Come Carolyn E, Kramer Mordechai R, Dransfield Mark T, Abu-Hijleh Muhanned, Berkowitz David, Bezzi Michela, Bhatt Surya P, Boyd Michael B, Cases Enrique, Chen Alexander C, Cooper Christopher B, Flandes Javier, Gildea Thomas, Gotfried Mark, Hogarth D Kyle, Kolandaivelu Kumaran, Leeds William, Liesching Timothy, Marchetti Nathaniel, Marquette Charles, Mularski Richard A, Pinto-Plata Victor M, Pritchett Michael A, Rafeq Samaan, Rubio Edmundo R, Slebos Dirk-Jan, Stratakos Grigoris, Sy Alexander, Tsai Larry W, Wahidi Momen, Walsh John, Wells J Michael, Whitten Patrick E, Yusen Roger, Zulueta Javier J, Criner Gerard J, Washko George R
For a full list of the authors' affiliations please see the Acknowledgements
For a full list of the authors' affiliations please see the Acknowledgements.

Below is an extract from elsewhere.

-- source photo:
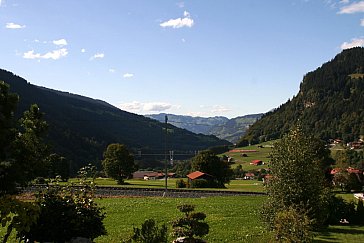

Eur Respir J. 2015 Sep;46(3):651-62. doi: 10.1183/09031936.00205614. Epub 2015 Apr 2.
Uncontrolled pilot studies demonstrated promising results of endoscopic lung volume reduction using emphysematous lung sealant (ELS) in patients with advanced, upper lobe predominant emphysema. We aimed to evaluate the safety and efficacy of ELS in a randomised controlled setting.Patients were randomised to ELS plus medical treatment or medical treatment alone. Despite early termination for business reasons and inability to assess the primary 12-month end-point, 95 out of 300 patients were successfully randomised, providing sufficient data for 3- and 6-month analysis.57 patients (34 treatment and 23 control) had efficacy results at 3 months; 34 (21 treatment and 13 control) at 6 months. In the treatment group, 3-month lung function, dyspnoea, and quality of life improved significantly from baseline when compared to control. Improvements persisted at 6 months with >50% of treated patients experiencing clinically important improvements, including some whose lung function improved by >100%. 44% of treated patients experienced adverse events requiring hospitalisation (2.5-fold more than control, p=0.01), with two deaths in the treated cohort. Treatment responders tended to be those experiencing respiratory adverse events.Despite early termination, results show that minimally invasive ELS may be efficacious, yet significant risks (probably inflammatory) limit its current utility.
非对照试验性研究表明,对于晚期、以上叶为主的肺气肿患者,使用肺气肿肺密封剂(ELS)进行内镜下肺减容术可取得令人鼓舞的结果。我们旨在评估ELS在随机对照研究中的安全性和有效性。患者被随机分为ELS联合药物治疗组或单纯药物治疗组。尽管因商业原因提前终止研究且无法评估主要的12个月终点,但300例患者中有95例成功随机分组,为3个月和6个月的分析提供了足够的数据。57例患者(34例治疗组和23例对照组)在3个月时有疗效结果;34例(21例治疗组和13例对照组)在6个月时有疗效结果。在治疗组中,与对照组相比,3个月时肺功能、呼吸困难和生活质量较基线有显著改善。6个月时改善持续存在,超过50%的治疗患者有临床意义的改善,包括一些肺功能改善超过100%的患者。44%的治疗患者发生需要住院治疗的不良事件(是对照组的2.5倍,p=0.01),治疗组有2例死亡。治疗有反应者往往是那些发生呼吸不良事件的患者。尽管提前终止研究,但结果表明,微创ELS可能有效,但重大风险(可能是炎症性的)限制了其目前的应用。